There was much more to Chartism than the six points. This was a manifesto, an umbrella under which different campaigns and objectives could shelter. Many Chartists made improving the living standards of working people a priority: a more democratic and representative political system would be the means to achieve such an end. Some imagined a different economic system involving workers' control of industry. Others were attracted by utopian visions of communitarian societies. There were Chartist newspapers, Chartist churches, Chartist schools and Chartists who put as much energy into campaigning for temperance as for the People's Charter. It was a very wide-ranging and amorphous movement that embraced communities the length and breadth of Britain.
Those who opposed Chartism should not automatically be seen as self-serving villains. They often had good reasons for thinking that the time was not right for any or all of the six points. Yes there were those who simply did not wish to relinquish economic and political power, but there were others who felt that unleashing a mass electorate at a time of partial literacy and limited political education was a recipe for disaster.

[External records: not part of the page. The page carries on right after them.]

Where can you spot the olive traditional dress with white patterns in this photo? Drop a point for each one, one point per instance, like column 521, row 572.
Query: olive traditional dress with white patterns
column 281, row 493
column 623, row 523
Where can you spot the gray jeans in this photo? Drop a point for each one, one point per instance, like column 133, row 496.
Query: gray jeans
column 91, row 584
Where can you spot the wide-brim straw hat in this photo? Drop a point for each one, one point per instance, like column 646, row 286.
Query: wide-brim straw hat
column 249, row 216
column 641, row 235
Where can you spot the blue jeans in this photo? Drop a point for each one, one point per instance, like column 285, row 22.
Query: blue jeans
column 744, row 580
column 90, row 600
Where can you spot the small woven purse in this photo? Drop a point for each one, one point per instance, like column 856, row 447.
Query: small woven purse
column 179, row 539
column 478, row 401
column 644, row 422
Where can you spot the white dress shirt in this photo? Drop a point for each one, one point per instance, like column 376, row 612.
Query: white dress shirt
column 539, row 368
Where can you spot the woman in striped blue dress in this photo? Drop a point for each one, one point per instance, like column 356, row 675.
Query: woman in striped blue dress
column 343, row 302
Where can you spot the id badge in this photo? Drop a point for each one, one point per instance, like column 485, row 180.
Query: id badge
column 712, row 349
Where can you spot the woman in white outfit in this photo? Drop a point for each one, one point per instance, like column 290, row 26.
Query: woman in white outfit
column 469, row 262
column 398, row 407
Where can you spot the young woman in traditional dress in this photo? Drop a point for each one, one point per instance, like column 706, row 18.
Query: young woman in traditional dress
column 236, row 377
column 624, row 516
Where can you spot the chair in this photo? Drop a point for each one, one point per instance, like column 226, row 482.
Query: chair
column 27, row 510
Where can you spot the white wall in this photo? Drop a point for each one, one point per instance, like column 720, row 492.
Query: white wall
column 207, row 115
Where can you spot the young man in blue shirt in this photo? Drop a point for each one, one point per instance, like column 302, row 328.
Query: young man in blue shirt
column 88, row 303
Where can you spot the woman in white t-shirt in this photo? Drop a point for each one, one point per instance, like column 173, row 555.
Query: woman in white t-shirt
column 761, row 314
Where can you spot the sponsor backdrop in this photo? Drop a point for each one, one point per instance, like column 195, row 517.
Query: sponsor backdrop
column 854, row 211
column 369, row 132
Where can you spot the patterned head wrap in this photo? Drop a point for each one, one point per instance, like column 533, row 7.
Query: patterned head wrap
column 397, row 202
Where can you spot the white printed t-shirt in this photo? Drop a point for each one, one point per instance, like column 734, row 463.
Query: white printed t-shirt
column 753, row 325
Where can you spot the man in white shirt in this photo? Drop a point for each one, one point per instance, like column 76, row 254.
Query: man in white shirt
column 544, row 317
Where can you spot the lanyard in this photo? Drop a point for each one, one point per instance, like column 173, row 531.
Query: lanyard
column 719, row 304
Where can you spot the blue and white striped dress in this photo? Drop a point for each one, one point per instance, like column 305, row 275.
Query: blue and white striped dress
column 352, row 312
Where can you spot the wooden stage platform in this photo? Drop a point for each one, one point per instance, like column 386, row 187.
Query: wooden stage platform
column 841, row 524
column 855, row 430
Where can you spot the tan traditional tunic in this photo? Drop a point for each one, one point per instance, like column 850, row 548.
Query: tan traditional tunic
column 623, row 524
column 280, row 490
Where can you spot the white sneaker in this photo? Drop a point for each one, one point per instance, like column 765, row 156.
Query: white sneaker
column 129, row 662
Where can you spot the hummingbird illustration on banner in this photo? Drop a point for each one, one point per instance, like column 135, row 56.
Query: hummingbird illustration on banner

The Mayor of Newport at the time of the Rising, Thomas Phillips, was a Liberal campaigner for reform, a philanthropist, paternalistic employer, dedicated Anglican and Welsh patriot and in many ways a far-sighted campaigner for a better future.
Newport Chartism involved many Welsh-speaking Chartists and many who might have felt patriotically Welsh. Although sometimes attempts have been made to force the Newport Rising into a nationalist mould, it is highly unlikely that the Chartists themselves would have understood this; Chartism was a British-wide movement focused on reforming the Westminster Parliament and there was no separatist current within it.
For the twenty-first century, the key values of the Chartist movement might be expressed like this:
Democracy - a political system that reflects the views and interests of the people
Equality - of all both in terms of political rights and of opportunities
Dignity - respect for all forms of labour
Participation - the idea that all have an opportunity and an obligation to contribute to debating the present and future of society
Community - that social and moral values can be understood best in a common, collective context
Co-operation - that much more can be achieved by working together across boundaries than by remaining isolated
Vision - a future that is worth championing and that offers positive hope for all
Chris Williams, Professor of History, Cardiff University.